Deconstructing difference score correlation with multi-level modeling

Description

Deconstructs a bivariate association between x and a difference score y1-y2 with multi-level modeling approach. Within each upper-level unit (lvl2_unit) there can be multiple observations of y1 and y2. Can be used for either pre-fitted lmer-models or to long format data. A difference score correlation is indicative that slopes for y1 as function of x and y2 as function of x are non-parallel. Deconstructing the bivariate association to these slopes allows for understanding the pattern and magnitude of this non-parallelism.

Usage

ddsc_ml(
  model = NULL,
  data = NULL,
  predictor,
  moderator,
  moderator_values,
  DV = NULL,
  lvl2_unit = NULL,
  re_cov_test = FALSE,
  var_boot_test = FALSE,
  boot_slopes = FALSE,
  nsim = NULL,
  level = 0.95,
  seed = NULL,
  covariates = NULL,
  scaling_sd = "observed"
)

Arguments

model

Multilevel model fitted with lmerTest.

data

Data frame.

predictor

Character string. Variable name of independent variable predicting difference score (i.e., x).

moderator

Character string. Variable name indicative of difference score components (w).

moderator_values

Vector. Values of the component score groups in moderator (i.e., y1 and y2).

DV

Character string. Name of the dependent variable (if model is not supplied as input).

lvl2_unit

Character string.
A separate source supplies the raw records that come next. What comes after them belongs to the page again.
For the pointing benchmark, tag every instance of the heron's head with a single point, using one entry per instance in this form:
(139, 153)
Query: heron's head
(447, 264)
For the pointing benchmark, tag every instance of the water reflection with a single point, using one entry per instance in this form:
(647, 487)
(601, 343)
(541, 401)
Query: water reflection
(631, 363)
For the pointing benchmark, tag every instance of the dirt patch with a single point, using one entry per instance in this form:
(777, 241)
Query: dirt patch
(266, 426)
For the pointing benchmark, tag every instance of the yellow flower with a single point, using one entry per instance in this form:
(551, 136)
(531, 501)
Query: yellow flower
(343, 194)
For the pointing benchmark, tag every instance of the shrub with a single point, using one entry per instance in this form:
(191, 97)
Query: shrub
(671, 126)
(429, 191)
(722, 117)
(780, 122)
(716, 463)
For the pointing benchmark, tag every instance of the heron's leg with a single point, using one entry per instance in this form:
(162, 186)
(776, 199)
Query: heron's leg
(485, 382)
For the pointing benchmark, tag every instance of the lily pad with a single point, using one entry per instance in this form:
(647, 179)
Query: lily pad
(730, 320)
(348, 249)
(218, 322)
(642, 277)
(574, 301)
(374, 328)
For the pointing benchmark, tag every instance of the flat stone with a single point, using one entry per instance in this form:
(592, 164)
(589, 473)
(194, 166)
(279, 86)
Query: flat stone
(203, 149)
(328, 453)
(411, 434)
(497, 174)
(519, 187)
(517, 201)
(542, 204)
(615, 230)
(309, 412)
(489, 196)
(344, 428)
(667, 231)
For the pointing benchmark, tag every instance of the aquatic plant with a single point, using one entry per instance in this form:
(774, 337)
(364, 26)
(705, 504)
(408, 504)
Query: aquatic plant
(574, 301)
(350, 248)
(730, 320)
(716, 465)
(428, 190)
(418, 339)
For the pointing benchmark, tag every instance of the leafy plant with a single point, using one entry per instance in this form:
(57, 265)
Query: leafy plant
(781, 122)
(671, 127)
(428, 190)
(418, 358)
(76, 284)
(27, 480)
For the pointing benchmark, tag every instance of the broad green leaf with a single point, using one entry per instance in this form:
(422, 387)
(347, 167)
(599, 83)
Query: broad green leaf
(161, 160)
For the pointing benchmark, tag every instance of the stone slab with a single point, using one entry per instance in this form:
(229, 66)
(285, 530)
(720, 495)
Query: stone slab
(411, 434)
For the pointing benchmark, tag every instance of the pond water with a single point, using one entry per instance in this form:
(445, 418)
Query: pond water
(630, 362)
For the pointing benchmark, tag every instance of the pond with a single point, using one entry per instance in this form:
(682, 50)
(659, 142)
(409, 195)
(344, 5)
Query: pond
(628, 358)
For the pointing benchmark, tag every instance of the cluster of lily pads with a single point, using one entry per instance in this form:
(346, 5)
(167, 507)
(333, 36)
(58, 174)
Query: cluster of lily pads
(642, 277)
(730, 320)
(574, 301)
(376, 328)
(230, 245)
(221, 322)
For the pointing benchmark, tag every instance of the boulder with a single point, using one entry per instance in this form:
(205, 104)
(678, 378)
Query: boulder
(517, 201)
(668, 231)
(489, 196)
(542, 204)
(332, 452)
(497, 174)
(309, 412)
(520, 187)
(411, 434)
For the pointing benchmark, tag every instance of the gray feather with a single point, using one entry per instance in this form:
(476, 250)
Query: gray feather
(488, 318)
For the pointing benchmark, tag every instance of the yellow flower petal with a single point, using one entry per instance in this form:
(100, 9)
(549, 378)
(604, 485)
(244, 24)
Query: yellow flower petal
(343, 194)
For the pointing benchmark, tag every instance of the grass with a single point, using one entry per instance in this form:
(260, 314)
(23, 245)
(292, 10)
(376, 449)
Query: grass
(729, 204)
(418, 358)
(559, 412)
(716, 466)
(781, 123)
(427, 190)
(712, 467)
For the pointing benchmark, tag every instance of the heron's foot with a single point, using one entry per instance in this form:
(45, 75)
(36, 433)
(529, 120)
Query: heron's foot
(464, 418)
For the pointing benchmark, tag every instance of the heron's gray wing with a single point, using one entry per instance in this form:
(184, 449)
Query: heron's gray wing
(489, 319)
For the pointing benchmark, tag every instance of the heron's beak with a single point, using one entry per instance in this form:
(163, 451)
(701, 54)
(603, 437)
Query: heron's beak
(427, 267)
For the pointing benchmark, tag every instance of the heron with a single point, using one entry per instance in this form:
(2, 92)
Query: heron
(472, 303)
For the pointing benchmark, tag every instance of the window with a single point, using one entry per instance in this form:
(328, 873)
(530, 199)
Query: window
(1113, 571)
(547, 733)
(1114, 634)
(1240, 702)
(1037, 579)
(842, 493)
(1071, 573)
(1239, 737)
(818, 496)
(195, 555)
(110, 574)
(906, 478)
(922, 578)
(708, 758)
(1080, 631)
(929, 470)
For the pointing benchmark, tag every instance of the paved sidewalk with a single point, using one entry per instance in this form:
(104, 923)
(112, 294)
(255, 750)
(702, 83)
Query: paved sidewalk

Name of the level-2 clustering variable (if model is not supplied as input).

re_cov_test

Logical. Significance test for random effect covariation? (Default FALSE)

var_boot_test

Logical. Compare variance by lower-level groups at the upper-level in a reduced model with bootstrap? (Default FALSE)

boot_slopes

Logical. Are bootstrap estimates and percentile confidence intervals obtained for the estimates presented in results? (Default FALSE)

nsim

Numeric. Number of bootstrap simulations.

level

Numeric. The confidence level required for the var_boot_test output (Default .95)

seed

Numeric. Seed number for bootstrap simulations.

covariates

Character string or vector. Variable names of covariates (Default NULL).

scaling_sd

Character string (either default "observed" or "model"). Are the simple slopes scaled with observed or model-based SDs?

Value

results

Summary of key results.

descriptives

Means, standard deviations, and intercorrelations at level 2.

vpc_at_moderator_values

Variance partition coefficients for moderator values in the model without the predictor and interactions.

model

Fitted lmer object.

reduced_model

Fitted lmer object without the predictor.

lvl2_data

Data summarized at level 2.

ddsc_sem_fit

ddsc_sem object fitted to level 2 data.

re_cov_test

Likelihood ratio significance test for random effect covariation.

boot_var_diffs

List of different variance bootstrap tests.

Examples

## Not run: 
set.seed(95332)
n1 <- 10 # groups
n2 <- 10 # observations per group
dat <- data.frame(
  group = rep(c(LETTERS[1:n1]), each = n2),
  w = sample(c(-0.5, 0.5), n1 * n2, replace = TRUE),
  x = rep(sample(1:5, n1, replace = TRUE), each = n2),
  y = sample(1:5, n1 * n2, replace = TRUE)
)
library(lmerTest)
fit <- lmerTest::lmer(y ~ x * w + (w | group),
                      data = dat
)
round(ddsc_ml(model=fit,
              predictor="x",
              moderator="w",
              moderator_values=c(0.5,-0.5))$results,3)

round(ddsc_ml(data=dat,
              DV="y",
              lvl2_unit="group",
              predictor="x",
              moderator="w",
              moderator_values=c(0.5,-0.5))$results,3)


## End(Not run)

Deconstructing difference score correlation with structural equation modeling

Description

Deconstructs a bivariate association between x and a difference score y1-y2 with SEM. A difference score correlation is indicative that slopes for y1 as function of x and y2 as function of x are non-parallel. Deconstructing the bivariate association to these slopes allows for understanding the pattern and magnitude of this non-parallelism.

Usage

ddsc_sem(
  data,
  x,
  y1,
  y2,
  center_yvars = FALSE,
  covariates = NULL,
  estimator = "ML",
  level = 0.95,
  sampling.weights = NULL,
  q_sesoi = 0,
  min_cross_over_point_location = 0,
  boot_ci = FALSE,
  boot_n = 5000,
  boot_ci_type = "perc"
)

Arguments

data

A data frame.

x

Character string. Variable name of independent variable.

y1

Character string. Variable name of first component score of difference score.

y2

Character string. Variable name of second component score of difference score.

center_yvars

Logical. Should y1 and y2 be centered around their grand mean? (Default FALSE)

covariates

Character string or vector. Variable names of covariates (Default NULL).

estimator

Character string. Estimator used in SEM (Default "ML").

level

Numeric. The confidence level required for the result output (Default .95)

sampling.weights

Character string. Name of sampling weights variable.

q_sesoi

Numeric. The smallest effect size of interest for Cohen's q estimates (Default 0; See Lakens et al. 2018).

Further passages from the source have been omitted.